Published September 13, 2013
EVIAN, France (AFP) – Pak Se Ri, the trailblazer of South Korean women's golf, made an impressive start in her bid to win a sixth major title with an opening 66 in the Evian Masters on Friday.
But following Thursday's washout and with more bad weather forecast for the weekend, the fifth and final major of the season has been reduced to 54 holes.
It is only the second time in LPGA history a major has been reduced to three rounds. It also happened at the 1996 LPGA Championship won by England's Laura Davies at DuPont Country Club in Delaware
Just a couple of weeks before her 36th birthday, Pak turned back the clock with six birdies in a five-under-par 66 to share second place with Germany's Sandra Gal and Norway's Suzann Pettersen, one behind Japan's Mika Miyazato.
Miyazato, whose only win came in the 2012 LPGA Safeway Classic, had seven birdies."I played well and am very pleased," said the player.
Pettersen, this year's Safeway Classic winner, should have joined her on 65 but missed a three-foot putt for par at the last.
A late finisher, the world no.3 had two bogeys, both three-putts. "The one at the last just bounced off line," she asserted. "I think the greens will definitely be better in the morning."
Lydia Ko, the 16-year-old New Zealand amateur who retained the Canadian Open last month, again showed her class among the professionals with a 68, but world No.1 Park Inbee, chasing a fourth major win of the year, struggled to a 74.
Park's round included a penalty shot at the short second when she inadvertently moved her ball with her putter when facing a two-foot bogey putt.

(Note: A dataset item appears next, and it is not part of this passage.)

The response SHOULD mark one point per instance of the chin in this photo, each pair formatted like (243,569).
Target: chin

Pak was just 20 when she took the LPGA Tour by storm, winning two majors - the LPGA Championship and US Women's Open - in her spectacular rookie 1998 season.
She added another two LPGA titles and the 2001 Women's British Open to bring her majors haul to five and also won another 20 LPGA tournaments, although none since the 2010 Bell Micro LPGA Classic.
Pak spoke little English and was the only South Korean player in her early years, but she opened the floodgates and now players from her country, led by Park, dominate the game.
"I'm so proud and happy to see what the young Koreans are achieving," said the leader of the revolution. "They give me good energy.
"I'm still as motivated but I feel much less pressure than when I started out. Playing golf now is more enjoyable."
Pak finished eighth at Evian last year - before it was a major - and then took a long time out of the game due to a shoulder injury. She reckons the break did her good.
The other key to her round was her putting - and that was thanks to her father. "I'd been playing well but putting badly," she explained. "But I went back to Korea last week and Dad knows my game the best. He told me I was bending too much and to stand tall. Today I made some good putts."
Gal, a member of the winning 2011 team in Ireland, was bitterly upset to miss out on this year's European Solheim Cup team and the historic first win on US soil in Colorado last month. But her recent form has been sparkling.
"I started playing well just a little too late," said the player who was sixth at the recent LPGA Safeway LPGA Classic in Oregon. "I was very disappointed not to make the Solheim team but the 2015 matches in Germany are a real focus.
"Being on that team is a must. It is going to be so good for the game in my country and will inspire so many kids."